Les réalisateurs allemand et américain Tom Tykwer et Lana Wachowski lors de la promotion de leur film "Cloud Atlas", à Pékin le 21 janvier 2013 [Str / AFP/Archives] Les réalisateurs allemand et américain Tom Tykwer et Lana Wachowski lors de la promotion de leur film "Cloud Atlas", à Pékin le 21 janvier 2013 [Str / AFP/Archives]

Depuis quelques années, la Chine est devenue l'un des marchés les plus attractifs pour l'industrie mondiale du cinéma mais censure, bureaucratie et piratage sont autant de chausse-trappes pour les films étrangers, selon des experts interrogés par l'AFP.

"En matière de cinéma, la Chine est un cas extrêmement complexe", résume avec philosophie Jérôme Paillard, le directeur du marché du film de Cannes, le plus important au monde avec ses 10.000 acheteurs.

D'un côté, la Chine explore les possibilités de production de films susceptibles d'intéresser le marché international, de l'autre elle est à la recherche de films pour accompagner la montée en puissance du Youtube chinois, Youku et son service de VOD (vidéo à la demande).

Pour les Occidentaux, "il s'agit d'élargir l'approvisionnement du pays au-delà des films américains", poursuit l'expert, mais rien n'est simple.

"Les professionnels du film deviennent très prudents avec la Chine et pas seulement à cause des politiques strictes de censure mais aussi en raison des mesures protectionnistes tout aussi strictes pour protéger la production nationale", assure Robert Cain, un producteur américain qui travaille avec la Chine depuis 25 ans.

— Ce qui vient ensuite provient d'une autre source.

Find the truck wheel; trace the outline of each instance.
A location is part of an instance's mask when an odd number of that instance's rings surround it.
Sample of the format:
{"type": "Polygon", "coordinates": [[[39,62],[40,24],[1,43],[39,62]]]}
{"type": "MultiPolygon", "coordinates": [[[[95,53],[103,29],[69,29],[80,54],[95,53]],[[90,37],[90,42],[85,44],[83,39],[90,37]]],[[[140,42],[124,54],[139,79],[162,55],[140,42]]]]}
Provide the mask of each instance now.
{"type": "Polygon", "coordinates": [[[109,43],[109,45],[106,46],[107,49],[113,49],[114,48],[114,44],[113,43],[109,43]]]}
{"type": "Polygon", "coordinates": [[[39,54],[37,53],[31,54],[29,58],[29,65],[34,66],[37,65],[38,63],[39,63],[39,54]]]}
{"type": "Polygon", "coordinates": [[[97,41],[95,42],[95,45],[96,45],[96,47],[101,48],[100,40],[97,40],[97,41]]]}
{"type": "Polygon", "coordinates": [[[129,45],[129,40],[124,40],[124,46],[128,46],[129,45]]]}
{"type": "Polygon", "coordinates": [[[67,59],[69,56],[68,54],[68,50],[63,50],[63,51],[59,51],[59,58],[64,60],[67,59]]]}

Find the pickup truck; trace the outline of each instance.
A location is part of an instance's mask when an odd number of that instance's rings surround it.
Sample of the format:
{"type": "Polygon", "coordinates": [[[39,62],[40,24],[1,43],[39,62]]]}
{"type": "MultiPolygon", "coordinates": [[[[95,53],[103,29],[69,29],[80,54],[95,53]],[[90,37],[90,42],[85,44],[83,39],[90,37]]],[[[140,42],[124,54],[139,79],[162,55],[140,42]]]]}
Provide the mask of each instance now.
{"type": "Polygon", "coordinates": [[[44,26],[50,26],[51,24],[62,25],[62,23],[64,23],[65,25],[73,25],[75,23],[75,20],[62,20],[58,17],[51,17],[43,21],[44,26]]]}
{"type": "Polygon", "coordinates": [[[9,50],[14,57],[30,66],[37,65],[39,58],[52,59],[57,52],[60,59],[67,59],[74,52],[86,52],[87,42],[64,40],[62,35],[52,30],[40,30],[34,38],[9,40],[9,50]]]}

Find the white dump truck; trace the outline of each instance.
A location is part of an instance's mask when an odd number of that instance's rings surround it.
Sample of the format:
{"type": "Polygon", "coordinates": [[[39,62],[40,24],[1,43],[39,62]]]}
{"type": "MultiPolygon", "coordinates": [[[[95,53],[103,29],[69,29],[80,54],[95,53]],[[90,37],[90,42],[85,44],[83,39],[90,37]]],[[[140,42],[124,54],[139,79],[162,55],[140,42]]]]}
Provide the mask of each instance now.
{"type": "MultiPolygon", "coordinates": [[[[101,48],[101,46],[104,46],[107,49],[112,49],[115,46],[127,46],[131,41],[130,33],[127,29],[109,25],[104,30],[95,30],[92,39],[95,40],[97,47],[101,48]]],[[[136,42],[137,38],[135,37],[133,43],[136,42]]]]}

Les recettes des entrées en salles l'an dernier en Chine ont grimpé de 30% à 2,7 millions de dollars, en faisant le deuxième marché au monde derrière les Etats-Unis.

Sur les dix dernières années, la Chine a plus que décuplé son nombre d'écrans à plus de 13.000 à la fin 2012. Cela ne représente encore que un écran pour 220.000 personnes, contre un pour 9.000 aux Etats-Unis.

Pour autant, l'accès aux films étrangers est réduit à la portion congrue. 34 sorties autorisées, soit un gain de 14 films en 2012 après de grosses pressions des Etats-Unis sur l'OMC.

Les films français? "C'est entre 3 et 7 par an mais on ne désespère pas de faire mieux", lâche Eric Garandeau, le patron du Centre national du cinéma (CNC).

Eviter les trois T: Tibet, Tiananmen et Taïwan

La France compte par exemple sur les accords de coproduction signés avec Pékin. Le système permet à un film français tourné en Chine d'être considéré comme chinois et donc a priori de contourner les quotas.

Mais ce n'est pas tout. "Quand on veut distribuer un film en Chine, il y a toujours des discussions avec les organismes d'Etat qui délivrent les visas. Il vaut mieux éviter de parler des trois "T": Tibet, Tiananmen et Taïwan", poursuit-il. De sexe aussi.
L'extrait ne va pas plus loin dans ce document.